La fragancia se eleva para bailar - Capítulo 13
Chonghua avait envie de lui jeter une orange. Ce voyou profitait d'elle et l'abusait d'elle. Elle ne comprenait pas ce que Xiaodao lui avait fait pour l'offenser. C'était la première fois qu'elle voyait Xue Beifan aller aussi loin.
Alors qu'il commençait à s'énerver, Xiaoyue éplucha une orange pour Chonghua. « Jeune maître Chong, prenez une orange. »
En entendant le nom de «
Jeune Maître
», Chonghua se sentit immédiatement défait. Jeune Maître, Jeune Maître Chong, Jeune Maître Xue, Inspecteur Hao… Xiaoyue s’adressait toujours aux gens ainsi, et gardait toujours la tête baissée.
« Appelle-moi simplement par mon nom. » Chonghua prit l'orange.
« Oh. » Xiaoyue hocha la tête et tendit la main pour en peler une. Chonghua la lui prit rapidement en disant doucement : « Je m'en occupe. »
Xiaoyue resta un instant stupéfaite, puis leva les yeux vers Chonghua.
Chonghua lui sourit, éplucha une orange et la lui mit dans la main : « Pendant ce voyage, tu n'as besoin de t'occuper de personne d'autre, laisse-nous simplement prendre soin de toi. »
Xiaoyue baissa la tête pour manger une orange et, chose inhabituelle, elle devint un peu gênée.
Xiao Dao, observant la scène de côté, murmura entre ses dents : « Tiens-lui la main et dis encore quelques mots, imbécile ! »
Alors qu'il était absorbé par son observation, le visage de Xue Beifan apparut devant lui. Surpris, Xiao Dao esquiva rapidement et le foudroya du regard.
Xue Beifan lui barra le passage avec un certain mécontentement et demanda : « Tu es vraiment difficile à satisfaire.
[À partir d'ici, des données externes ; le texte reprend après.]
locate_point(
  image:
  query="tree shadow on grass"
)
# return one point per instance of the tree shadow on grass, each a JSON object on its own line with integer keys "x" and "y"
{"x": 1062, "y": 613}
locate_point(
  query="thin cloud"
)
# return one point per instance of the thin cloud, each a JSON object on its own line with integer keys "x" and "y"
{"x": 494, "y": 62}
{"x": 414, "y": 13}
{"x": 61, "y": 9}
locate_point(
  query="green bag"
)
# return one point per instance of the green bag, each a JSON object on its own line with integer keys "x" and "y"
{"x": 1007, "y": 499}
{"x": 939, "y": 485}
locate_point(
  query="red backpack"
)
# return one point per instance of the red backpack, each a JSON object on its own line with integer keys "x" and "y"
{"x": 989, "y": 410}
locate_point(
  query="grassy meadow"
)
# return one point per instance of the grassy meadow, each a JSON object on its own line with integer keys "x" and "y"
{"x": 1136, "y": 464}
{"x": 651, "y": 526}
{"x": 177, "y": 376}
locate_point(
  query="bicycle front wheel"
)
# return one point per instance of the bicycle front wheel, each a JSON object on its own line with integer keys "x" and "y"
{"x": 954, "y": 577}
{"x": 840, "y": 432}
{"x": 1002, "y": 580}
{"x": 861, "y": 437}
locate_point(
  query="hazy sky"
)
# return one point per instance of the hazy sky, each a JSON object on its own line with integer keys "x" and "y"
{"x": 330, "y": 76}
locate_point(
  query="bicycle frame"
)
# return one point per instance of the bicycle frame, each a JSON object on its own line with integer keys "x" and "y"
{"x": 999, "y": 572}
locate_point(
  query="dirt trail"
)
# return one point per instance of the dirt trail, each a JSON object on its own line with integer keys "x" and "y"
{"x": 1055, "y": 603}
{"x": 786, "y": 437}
Si je ne te tiens pas la main, tu dis que je suis stupide, mais si je le fais, tu me traites de pervers ! »
Xiao Dao s'écarta légèrement, encore en colère contre ce qui venait de se passer, et ne voulut pas lui prêter attention.
La musique s'était légèrement estompée et la nuit était encore plus sombre. Des guirlandes de lanternes de papier colorées pendaient haut dans la cour. Fabriquées en papier épais, elles diffusaient une faible lumière. Peut-être était-ce dû à l'humidité étouffante de la nuit, mais ceux qui étaient un peu plus éloignés ne pouvaient distinguer clairement les expressions des visages.
Wang Bibo buvait seul, les yeux fixés sur Xiao Dao et Xue Beifan, l'air perdu dans ses pensées, ou peut-être simplement en train de rêvasser.
Wang Gui annonça le début du banquet, et les servantes s'avancèrent l'une après l'autre pour verser le vin et servir les plats.
Après avoir pris quelques bouchées en silence, Wang Bibo demanda soudain à Wang Gui : « Où est Cui'er ? N'avait-elle pas promis de jouer de la flûte pour moi ce soir ? »
« Euh… » Wang Gui hésita, puis jeta inconsciemment un regard à Yu Lanzhi.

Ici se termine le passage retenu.